Count Number of Teams

Count Number of Teams

What is this problem about?

In the "Count Number of Teams" problem, you are given an array of unique integers representing the skill levels of soldiers. You need to form teams of 3 soldiers $(rating[i], rating[j], rating[k])$ such that their ratings are either strictly increasing or strictly decreasing ($i < j < k$). The task is to return the total number of such teams.

Why is this asked in interviews?

Companies like Uber, Goldman Sachs, and Amazon ask this to evaluate a candidate's ability to optimize a combinatorial search. While an $O(n^3)$ brute force is easy to write, it's not efficient enough. The problem tests whether you can use a "middle-out" approach or advanced data structures like Binary Indexed Trees (BIT) to achieve $O(n \log n)$ or $O(n^2)$ time complexity.

Algorithmic pattern used

The most intuitive efficient pattern is the "Fix the Middle" approach. For each soldier $j$ in the middle:

1. Count soldiers $i < j$ with $rating[i] < rating[j]$ (left_smaller) and $rating[i] > rating[j]$ (left_larger).
2. Count soldiers $k > j$ with $rating[k] < rating[j]$ (right_smaller) and $rating[k] > rating[j]$ (right_larger).
3. The number of increasing teams with $j$ in the middle is left_smaller * right_larger.
4. The number of decreasing teams with $j$ in the middle is left_larger * right_smaller. Summing these for all $j$ gives the result.

Example explanation

Ratings: [2, 5, 3, 4, 1]

• Fix middle at 3 (index 2):
  • Left: [2, 5]. 2 < 3 (smaller=1), 5 > 3 (larger=1).
  • Right: [4, 1]. 4 > 3 (larger=1), 1 < 3 (smaller=1).
  • Teams: Increasing (1 * 1 = 1: [2, 3, 4]), Decreasing (1 * 1 = 1: [5, 3, 1]).
• Fix middle at 4 (index 3):
  • Left: [2, 5, 3]. 2 < 4, 3 < 4 (smaller=2), 5 > 4 (larger=1).
  • Right: [1]. 1 < 4 (smaller=1), larger=0.
  • Teams: Increasing (2 * 0 = 0), Decreasing (1 * 1 = 1: [5, 4, 1]). Total teams: 2 + 1 + ... (continue for all indices).

Common mistakes candidates make

The most common mistake is implementation of the triple loop, which is $O(n^3)$. Another mistake is not correctly accounting for the "strictly" increasing/decreasing requirement (though ratings are unique here).
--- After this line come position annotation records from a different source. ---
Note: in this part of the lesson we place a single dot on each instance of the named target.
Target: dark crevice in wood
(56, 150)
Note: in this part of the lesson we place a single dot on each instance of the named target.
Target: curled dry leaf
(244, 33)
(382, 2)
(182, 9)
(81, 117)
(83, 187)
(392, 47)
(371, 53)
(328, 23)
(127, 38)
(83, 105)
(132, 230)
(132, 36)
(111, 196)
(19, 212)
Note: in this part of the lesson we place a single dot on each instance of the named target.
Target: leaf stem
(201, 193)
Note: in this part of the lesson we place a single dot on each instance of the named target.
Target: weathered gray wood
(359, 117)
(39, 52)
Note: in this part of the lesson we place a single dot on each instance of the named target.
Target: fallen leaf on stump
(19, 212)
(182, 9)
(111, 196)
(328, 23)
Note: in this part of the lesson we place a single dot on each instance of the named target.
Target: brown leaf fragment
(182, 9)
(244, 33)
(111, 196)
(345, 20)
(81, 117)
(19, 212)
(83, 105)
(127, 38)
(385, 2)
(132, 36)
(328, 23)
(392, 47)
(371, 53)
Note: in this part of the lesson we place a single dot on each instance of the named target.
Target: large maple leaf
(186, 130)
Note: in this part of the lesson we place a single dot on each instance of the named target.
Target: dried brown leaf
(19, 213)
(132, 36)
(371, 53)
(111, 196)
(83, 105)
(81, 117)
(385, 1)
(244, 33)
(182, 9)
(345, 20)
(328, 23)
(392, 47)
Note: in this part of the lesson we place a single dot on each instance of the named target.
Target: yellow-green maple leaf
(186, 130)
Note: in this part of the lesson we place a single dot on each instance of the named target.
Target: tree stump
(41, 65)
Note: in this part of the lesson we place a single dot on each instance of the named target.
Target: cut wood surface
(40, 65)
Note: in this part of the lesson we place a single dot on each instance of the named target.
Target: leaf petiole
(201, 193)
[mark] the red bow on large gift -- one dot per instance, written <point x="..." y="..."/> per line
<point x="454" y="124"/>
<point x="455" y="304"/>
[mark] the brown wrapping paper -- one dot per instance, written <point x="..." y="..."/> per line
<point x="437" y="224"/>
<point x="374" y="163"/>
Some candidates also struggle with integrating BIT or Segment trees, which are needed if $n$ is very large and $O(n^2)$ is still too slow.

Interview preparation tip

Whenever a problem involves triplets $(i, j, k)$ with a relationship centered on $j$, try "fixing the middle element." It often reduces the complexity by one factor of $n$ because the conditions on $i$ and $k$ become independent once $j$ is fixed.